Is this is the same busbar that carries all system loads and is bottlenecked by the 50mm cables, and will get rapidly warm under load?
The temperature sensor is primarily for temperature charging compensation, and is meant for direct connection to the battery terminal (also prevents low temperature charging of the battery when correctly configured in VE.Configure).
For your assistant we need to see the settings you have input. In VE.Configure → Assistants, select the assistant that you have programmed with the high temperature rule, and then click on the ‘Summary’ button. Screenshot the displayed settings.
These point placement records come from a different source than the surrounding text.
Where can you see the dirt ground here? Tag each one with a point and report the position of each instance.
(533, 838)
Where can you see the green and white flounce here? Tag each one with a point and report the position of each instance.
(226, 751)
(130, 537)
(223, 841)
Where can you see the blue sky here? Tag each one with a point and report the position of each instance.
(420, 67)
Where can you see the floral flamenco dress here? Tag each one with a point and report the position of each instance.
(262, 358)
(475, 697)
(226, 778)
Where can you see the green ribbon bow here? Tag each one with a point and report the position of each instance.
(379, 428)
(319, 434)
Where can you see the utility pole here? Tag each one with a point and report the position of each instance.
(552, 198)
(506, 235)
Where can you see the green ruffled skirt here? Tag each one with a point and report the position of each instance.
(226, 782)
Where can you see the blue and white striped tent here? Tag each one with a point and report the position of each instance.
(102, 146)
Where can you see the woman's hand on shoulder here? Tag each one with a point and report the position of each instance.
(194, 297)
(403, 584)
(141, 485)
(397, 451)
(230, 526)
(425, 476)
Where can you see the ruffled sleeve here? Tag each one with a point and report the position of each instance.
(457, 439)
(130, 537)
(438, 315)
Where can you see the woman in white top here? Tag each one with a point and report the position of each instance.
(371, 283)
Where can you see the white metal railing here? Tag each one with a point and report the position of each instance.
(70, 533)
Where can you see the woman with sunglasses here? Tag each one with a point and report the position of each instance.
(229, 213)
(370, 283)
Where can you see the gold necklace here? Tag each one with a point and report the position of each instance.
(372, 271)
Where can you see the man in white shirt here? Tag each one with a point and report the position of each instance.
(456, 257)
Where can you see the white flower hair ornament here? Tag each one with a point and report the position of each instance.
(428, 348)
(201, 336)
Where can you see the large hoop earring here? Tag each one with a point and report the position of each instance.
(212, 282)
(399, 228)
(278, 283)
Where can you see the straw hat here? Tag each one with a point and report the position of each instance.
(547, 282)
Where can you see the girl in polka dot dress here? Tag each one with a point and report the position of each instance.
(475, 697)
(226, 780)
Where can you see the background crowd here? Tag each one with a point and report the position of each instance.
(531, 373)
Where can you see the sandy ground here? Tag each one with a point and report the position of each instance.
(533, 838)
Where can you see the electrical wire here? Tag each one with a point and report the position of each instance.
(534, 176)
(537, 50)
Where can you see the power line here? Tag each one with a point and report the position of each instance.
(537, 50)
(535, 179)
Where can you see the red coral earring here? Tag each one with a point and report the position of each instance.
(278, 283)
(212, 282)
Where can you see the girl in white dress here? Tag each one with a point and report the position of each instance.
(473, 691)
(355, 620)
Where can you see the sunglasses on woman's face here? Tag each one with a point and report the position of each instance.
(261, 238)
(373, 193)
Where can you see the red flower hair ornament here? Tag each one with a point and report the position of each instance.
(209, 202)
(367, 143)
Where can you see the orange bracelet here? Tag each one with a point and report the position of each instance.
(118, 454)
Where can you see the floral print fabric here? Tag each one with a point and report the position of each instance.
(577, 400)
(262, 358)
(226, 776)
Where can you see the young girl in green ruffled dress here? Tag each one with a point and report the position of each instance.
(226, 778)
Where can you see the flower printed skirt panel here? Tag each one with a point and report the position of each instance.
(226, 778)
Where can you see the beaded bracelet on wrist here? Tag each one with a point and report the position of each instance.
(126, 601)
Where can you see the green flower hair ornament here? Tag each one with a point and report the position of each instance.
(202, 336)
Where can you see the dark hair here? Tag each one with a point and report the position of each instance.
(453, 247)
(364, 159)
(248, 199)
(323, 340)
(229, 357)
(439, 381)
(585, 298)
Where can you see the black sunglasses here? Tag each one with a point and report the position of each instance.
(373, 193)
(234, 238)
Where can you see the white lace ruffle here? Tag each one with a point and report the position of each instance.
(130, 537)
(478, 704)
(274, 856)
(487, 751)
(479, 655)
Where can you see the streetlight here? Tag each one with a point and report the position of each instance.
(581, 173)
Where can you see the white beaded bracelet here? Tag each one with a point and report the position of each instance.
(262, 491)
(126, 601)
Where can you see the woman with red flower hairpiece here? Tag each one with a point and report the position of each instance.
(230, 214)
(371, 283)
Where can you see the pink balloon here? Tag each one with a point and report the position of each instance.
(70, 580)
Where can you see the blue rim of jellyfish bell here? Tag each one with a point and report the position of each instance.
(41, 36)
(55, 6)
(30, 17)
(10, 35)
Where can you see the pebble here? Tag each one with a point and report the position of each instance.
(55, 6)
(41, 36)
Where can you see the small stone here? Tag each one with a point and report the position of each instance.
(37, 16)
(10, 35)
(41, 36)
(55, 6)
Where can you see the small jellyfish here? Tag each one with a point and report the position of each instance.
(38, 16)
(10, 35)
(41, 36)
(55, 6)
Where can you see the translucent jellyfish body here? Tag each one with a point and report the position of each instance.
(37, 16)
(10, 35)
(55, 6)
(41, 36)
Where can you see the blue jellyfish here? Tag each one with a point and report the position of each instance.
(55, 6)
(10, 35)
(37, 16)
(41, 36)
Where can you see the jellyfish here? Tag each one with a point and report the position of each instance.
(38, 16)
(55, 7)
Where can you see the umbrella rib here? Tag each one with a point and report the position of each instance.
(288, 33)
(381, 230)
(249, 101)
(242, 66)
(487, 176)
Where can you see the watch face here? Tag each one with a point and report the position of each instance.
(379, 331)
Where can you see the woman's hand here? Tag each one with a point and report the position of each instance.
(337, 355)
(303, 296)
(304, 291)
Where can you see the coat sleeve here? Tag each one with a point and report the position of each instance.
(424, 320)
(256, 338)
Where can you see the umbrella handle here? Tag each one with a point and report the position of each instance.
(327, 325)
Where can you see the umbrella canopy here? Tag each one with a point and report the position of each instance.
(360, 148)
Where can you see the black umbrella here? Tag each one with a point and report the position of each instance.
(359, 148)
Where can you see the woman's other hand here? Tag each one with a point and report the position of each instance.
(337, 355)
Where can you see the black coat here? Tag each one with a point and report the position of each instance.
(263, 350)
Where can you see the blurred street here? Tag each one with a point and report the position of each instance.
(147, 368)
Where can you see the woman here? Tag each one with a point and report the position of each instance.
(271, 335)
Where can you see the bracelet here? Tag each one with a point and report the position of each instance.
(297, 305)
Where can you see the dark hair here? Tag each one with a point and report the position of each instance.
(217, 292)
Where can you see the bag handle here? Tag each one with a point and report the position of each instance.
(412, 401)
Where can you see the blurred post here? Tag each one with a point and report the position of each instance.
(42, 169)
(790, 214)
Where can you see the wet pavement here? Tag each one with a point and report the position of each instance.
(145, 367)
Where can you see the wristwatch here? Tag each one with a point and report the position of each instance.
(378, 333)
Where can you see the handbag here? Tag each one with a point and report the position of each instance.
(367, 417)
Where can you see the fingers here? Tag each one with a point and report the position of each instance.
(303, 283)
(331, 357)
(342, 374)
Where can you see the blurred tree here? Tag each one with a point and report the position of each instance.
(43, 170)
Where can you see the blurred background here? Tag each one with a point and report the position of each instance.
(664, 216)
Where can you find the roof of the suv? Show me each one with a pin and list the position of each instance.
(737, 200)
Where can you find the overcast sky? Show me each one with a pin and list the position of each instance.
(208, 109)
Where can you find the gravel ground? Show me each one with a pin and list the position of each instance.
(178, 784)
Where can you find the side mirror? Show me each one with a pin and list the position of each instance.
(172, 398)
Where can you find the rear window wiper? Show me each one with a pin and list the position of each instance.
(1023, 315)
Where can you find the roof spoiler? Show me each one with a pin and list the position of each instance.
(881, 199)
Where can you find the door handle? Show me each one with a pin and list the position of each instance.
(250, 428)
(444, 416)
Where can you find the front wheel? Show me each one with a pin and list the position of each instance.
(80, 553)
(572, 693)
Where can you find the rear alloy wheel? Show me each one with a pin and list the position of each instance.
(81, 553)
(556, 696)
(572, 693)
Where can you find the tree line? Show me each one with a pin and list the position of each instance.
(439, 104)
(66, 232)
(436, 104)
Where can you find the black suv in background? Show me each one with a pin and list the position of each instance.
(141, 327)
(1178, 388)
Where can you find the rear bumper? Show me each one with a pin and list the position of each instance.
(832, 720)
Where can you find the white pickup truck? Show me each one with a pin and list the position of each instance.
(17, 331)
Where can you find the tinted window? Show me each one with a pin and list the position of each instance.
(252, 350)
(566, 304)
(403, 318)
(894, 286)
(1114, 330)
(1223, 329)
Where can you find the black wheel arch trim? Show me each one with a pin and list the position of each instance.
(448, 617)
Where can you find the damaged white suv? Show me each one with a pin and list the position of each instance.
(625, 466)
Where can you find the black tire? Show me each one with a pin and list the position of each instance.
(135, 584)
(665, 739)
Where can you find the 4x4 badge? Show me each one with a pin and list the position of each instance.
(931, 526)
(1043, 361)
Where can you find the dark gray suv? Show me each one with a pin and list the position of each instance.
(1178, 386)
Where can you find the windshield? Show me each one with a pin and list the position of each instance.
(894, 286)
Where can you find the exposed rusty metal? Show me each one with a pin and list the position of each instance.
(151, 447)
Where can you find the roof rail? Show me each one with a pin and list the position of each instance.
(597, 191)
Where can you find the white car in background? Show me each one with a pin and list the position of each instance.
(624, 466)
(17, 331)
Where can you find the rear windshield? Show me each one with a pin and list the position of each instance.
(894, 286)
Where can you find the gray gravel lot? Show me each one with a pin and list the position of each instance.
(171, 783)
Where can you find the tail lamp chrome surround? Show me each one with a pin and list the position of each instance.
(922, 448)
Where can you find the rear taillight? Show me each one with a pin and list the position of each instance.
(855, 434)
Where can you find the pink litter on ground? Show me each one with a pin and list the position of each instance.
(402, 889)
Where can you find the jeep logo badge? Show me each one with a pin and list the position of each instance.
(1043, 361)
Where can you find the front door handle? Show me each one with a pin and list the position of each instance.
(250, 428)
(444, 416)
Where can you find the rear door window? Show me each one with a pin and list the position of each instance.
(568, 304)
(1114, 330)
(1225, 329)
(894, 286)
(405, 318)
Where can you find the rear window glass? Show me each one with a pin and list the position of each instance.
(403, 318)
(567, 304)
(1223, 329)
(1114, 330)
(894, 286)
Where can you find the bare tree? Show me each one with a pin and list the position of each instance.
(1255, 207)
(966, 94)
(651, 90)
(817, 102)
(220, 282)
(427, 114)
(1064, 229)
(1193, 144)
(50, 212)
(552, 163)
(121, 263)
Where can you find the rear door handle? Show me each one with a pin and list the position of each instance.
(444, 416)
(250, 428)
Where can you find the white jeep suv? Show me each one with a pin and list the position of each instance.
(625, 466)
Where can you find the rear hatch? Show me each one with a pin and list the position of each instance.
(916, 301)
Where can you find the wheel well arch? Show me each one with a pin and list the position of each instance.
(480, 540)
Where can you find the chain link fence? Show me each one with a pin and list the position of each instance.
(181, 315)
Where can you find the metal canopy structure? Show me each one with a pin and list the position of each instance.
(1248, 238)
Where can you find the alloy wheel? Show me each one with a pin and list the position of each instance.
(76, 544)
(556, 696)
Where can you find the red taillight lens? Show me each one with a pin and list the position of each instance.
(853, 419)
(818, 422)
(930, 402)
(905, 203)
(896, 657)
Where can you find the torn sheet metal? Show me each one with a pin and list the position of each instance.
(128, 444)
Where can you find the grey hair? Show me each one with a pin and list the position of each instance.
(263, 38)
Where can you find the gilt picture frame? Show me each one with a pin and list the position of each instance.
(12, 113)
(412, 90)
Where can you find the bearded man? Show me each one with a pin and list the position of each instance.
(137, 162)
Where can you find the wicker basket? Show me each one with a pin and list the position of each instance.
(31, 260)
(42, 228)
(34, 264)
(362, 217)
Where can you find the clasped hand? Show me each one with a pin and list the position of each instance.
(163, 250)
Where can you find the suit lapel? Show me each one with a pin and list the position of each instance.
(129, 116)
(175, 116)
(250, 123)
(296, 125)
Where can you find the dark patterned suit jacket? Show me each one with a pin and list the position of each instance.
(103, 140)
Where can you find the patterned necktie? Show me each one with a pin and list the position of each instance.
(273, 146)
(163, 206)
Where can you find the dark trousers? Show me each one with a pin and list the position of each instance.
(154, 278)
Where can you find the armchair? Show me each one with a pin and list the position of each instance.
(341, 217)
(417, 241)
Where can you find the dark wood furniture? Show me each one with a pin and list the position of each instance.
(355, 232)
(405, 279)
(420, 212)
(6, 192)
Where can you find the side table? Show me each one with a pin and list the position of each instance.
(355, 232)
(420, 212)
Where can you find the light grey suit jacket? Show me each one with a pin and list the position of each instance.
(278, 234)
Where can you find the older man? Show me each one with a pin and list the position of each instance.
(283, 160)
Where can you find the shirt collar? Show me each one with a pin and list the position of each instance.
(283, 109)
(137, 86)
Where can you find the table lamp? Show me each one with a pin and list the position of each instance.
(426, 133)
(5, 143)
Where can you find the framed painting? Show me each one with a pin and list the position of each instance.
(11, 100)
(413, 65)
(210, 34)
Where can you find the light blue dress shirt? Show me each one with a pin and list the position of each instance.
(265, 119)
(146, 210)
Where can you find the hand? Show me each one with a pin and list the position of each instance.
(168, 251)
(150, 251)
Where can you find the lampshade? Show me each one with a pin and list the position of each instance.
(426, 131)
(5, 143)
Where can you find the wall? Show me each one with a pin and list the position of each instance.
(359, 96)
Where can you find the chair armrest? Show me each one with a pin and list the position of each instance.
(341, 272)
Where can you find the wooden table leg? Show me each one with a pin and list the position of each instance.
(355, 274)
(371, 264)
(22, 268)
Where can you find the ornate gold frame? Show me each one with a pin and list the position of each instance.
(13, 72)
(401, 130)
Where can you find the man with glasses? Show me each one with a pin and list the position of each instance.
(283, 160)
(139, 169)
My first thing would be to install as per the Victron installation manual for this product, 70mm cables from battery to inverter. Move the temp sensor to the output terminal of the US3000 which connects to the LPI. This should be less than £50 to rectify (cable, crimps, heatshrink) yourself.
If I had spec’d your install I’d have recommend the 48/10000 (due to the potential 7.3Kw load). I’d have installed a 48/8000 with a sigh, and totally advised against the 48/5000 for your use case.
So I would consider an upgrade to the 48/10000, and off-set the cost against selling the 48/5000, before it gets damaged.
A standard domestic kettle will draw it’s load, for half a kettle full (1.5L) for about 4-5 minutes.
We don’t know what volume of water the immersion is heating but 3Kw will be going for 45-150 minutes based on a standard 120L immersion tank (starting water temp, ambient temp, in service draw et. al.) On a 48/5000 that is quite some inverter heat generation over that time with that cabling, then add in the kettle and / or washing machine.
These people offer a great calculator: Water Heating Calculator. - Immersion Heaters UK
As you have a thermal store the target temp will need to be greater than 65C as this is the required temp to kill legionella bacteria, I used 74C in the calculation (my own 55L calorifier gets heated to 85C).